Virtual network embedding with adaptive modulation in flexi-grid networks

Network virtualization has been proposed as a promising method to mitigate the ossification of the Internet by allowing multiple heterogeneous virtual networks (VNs) to coexist on a shared substrate network. One of the major challenges in this method is the VN embedding (VNE) problem of how to map efficiently the virtual nodes and links onto the substrate network considering constraints associated with different substrate networks. This paper aims to solve the VNE problem with geographical constraints in the context of flexi-grid optical networks where modulation modes can be selected optimally.

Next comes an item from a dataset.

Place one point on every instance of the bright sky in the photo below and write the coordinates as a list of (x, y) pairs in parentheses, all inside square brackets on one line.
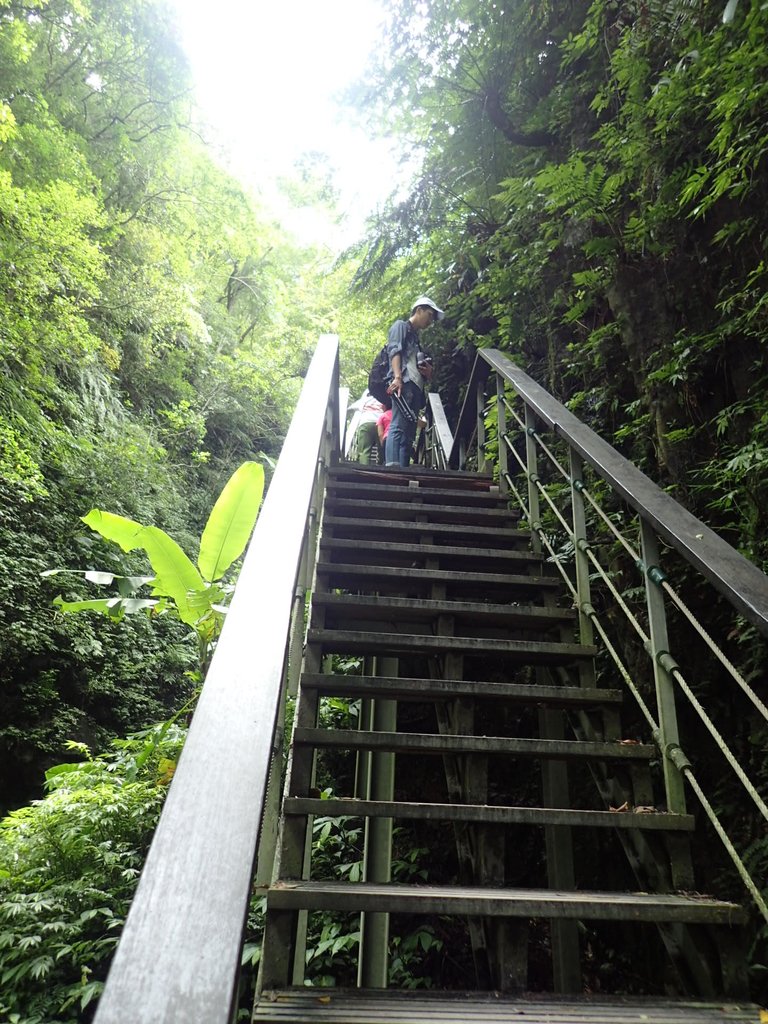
[(266, 72)]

We provide an integer linear programming (ILP) formulation for the problem with the objective function of minimizing the embedding cost of an arriving VN. To achieve scalability, we also propose three polynomial-time heuristic algorithms where virtual links are embedded sequentially by three different sequences, respectively. We find that the sequence considering the bandwidth requirements of the virtual links outperforms the others. Such a sequence leads to a cost-effective VNE solution in terms of spectrum resource usage, which aims to optimize modulation modes and transmission distances of the virtual links that have high bandwidth requirements. Numerical results show that the heuristic algorithm with the sequence considering the bandwidth requirements performs closely to the ILP for a small size network, and we also demonstrate its applicability to larger networks.